As always, there are sessions geared to all types of editors. And guess what, this year I presented a session! Really, me! It was called "Cookbook Editing from Soup to Nuts" and it went GREAT! I was really nervous, having never spoken in front of a large group (read: having never spoken to a group other than my family members gathered around the dinner table...). I knew my stuff inside and out so I didn't need to read from notes, people laughed at my jokes and funny slides, and I was able to field all questions easily. I walked into the room very anxious and walked out an hour (!) later floating on air. And I recently got my feedback from the post-conference survey and got all very positive reviews. The comments were especially gratifying. I was really proud of myself for stepping out of my comfort zone in a BIG way. Beyond that, I had a blast, as usual, hanging out with hundreds of other editors for several days, learning and having fun. Next year we meet in Chicago, and I already can't wait.
Although I edit mostly cookbooks, I also do other nonfiction. My two favorite non-cookbooks I edited last year came out recently:
How Not to Hate Your Husband After Kids by Jancee Dunn was a blast to work on—she's a terrific writer, and really funny. Dunn and her husband are both freelance journalists, happily married. Then their child comes along ... and suddenly Dunn realizes that things are not quite as equitable as they were before. And she's not happy about it. She's pissed. The book reads like a memoir, but it's also a self-help book: Dunn consults experts along the way—everyone from a couples counselor to a home-organization whiz to an FBI hostage negotiator to an erotic video producer and more, to help her figure out how to save her marriage. She shares helpful, practical advice along the way, and not even slightly in a preachy way. I can't think of any mom I know—with kids of any age—who wouldn't find something useful in here. It's also laugh-out-loud funny in parts. (And I did get a little weepy in a couple of other parts, too.)

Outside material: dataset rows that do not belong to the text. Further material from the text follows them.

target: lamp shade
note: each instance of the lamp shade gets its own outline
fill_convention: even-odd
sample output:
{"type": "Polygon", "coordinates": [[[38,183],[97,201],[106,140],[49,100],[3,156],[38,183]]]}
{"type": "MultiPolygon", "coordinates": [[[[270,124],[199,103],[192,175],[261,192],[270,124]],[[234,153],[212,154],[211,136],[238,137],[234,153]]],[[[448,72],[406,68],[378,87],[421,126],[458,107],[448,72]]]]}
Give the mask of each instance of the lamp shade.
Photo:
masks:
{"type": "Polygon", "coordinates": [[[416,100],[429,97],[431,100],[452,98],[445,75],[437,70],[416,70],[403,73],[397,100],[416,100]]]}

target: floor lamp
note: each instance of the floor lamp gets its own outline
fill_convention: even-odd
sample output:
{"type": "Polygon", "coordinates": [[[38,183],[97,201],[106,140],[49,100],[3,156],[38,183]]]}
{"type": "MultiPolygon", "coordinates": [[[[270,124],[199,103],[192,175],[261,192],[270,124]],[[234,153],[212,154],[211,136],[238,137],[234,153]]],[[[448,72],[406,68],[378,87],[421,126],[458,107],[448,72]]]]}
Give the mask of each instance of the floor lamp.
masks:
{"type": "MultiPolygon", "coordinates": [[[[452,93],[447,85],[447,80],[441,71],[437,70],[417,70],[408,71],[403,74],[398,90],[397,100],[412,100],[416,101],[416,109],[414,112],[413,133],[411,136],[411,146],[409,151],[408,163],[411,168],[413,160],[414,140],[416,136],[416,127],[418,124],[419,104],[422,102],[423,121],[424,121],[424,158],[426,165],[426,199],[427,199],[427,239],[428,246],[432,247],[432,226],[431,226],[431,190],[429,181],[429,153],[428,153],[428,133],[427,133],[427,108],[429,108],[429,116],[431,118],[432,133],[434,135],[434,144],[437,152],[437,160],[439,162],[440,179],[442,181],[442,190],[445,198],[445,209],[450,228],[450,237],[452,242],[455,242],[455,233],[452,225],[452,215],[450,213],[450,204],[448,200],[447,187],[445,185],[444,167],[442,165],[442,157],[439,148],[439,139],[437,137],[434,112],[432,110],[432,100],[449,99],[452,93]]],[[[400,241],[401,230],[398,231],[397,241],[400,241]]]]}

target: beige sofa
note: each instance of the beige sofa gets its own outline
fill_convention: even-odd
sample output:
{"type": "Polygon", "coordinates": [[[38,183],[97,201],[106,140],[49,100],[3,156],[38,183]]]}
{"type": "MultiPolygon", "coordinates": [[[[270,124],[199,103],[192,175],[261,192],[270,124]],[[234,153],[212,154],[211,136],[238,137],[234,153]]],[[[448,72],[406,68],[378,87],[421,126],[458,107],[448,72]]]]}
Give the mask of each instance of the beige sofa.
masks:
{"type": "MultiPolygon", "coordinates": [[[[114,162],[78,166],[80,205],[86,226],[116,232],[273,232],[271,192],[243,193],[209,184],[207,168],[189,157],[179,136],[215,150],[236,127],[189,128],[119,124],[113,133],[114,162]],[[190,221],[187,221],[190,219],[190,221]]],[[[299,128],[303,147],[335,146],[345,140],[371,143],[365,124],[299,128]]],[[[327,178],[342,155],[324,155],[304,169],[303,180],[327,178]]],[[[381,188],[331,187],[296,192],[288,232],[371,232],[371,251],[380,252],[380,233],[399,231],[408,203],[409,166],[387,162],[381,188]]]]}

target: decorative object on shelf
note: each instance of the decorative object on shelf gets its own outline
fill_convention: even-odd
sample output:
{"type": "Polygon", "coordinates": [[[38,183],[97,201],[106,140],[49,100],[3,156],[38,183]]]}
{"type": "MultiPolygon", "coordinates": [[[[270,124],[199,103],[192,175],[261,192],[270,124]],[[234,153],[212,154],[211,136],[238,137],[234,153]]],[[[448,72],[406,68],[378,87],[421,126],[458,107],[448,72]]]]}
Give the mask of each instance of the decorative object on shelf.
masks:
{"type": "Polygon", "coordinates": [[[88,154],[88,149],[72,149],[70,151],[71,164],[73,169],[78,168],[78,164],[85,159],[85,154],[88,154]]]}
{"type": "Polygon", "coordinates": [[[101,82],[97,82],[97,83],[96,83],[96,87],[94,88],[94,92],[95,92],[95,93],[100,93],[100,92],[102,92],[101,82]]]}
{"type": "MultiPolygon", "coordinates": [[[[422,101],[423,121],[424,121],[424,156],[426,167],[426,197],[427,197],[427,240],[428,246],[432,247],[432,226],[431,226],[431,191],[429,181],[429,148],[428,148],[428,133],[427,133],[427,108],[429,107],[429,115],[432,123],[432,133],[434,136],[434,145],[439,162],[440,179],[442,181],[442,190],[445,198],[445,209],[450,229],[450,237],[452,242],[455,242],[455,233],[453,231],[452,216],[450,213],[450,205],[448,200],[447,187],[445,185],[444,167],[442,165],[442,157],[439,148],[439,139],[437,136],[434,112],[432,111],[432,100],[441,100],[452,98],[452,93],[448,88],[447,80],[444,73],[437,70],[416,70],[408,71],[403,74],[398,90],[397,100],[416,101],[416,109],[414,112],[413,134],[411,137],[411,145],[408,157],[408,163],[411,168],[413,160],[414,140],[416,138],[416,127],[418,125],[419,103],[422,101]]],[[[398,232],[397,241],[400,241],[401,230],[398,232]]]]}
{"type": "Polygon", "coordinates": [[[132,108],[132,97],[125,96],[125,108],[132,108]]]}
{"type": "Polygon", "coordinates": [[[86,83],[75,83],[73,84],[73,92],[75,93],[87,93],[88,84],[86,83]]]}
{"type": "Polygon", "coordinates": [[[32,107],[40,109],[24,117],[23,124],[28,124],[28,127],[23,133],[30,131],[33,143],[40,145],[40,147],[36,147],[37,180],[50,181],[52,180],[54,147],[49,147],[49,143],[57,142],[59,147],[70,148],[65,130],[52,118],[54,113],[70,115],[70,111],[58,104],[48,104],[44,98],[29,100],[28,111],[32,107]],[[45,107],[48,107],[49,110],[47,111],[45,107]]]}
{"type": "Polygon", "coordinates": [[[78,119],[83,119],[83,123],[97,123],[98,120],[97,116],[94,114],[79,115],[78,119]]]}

I have to insist that all of you read Mind Over Meds by Andrew Weil. It's that important. Weil's premise is that Americans have become too dependent on drugs (both prescription and over-the-counter) to solve every medical problem that comes our way. At the first sign of a sniffle, we're stocking up on cold and flu remedies; we mention to our doctor that we have insomnia or heartburn or seasonal allergies and we're given a prescription to take indefinitely; we put our kids on steroids and statins before trying gentler lifestyle changes; even our use of Tylenol and Motrin is way off the charts. And we all know about the nightmare we've created with antibiotic-resistant "superbugs." Weil is the first one to state without question that drugs save lives. Antibiotics and statins and steroids and so on are medical miracles and should absolutely be used in certain circumstances. But too many of us take drugs casually, without realizing what we're doing to our bodies. (Much of this problem comes from doctors who are too quick to grab their prescription pad, and from TV/magazine ads for drugs.) Research being done now is showing conclusively that long-term use of many drugs that were thought to be "harmless" can in fact cause much worse problems. There are chapters on meds for diabetes and pain and psychiatric conditions in children/adolescents/ adults and more, plus an important chapter on overmedication among the elderly. Weil explains everything thoroughly and clearly, and offers suggestions for natural remedies and lifestyle (diet, exercise, etc.) changes to try for non-life-threatening medical conditions before resorting to drugs.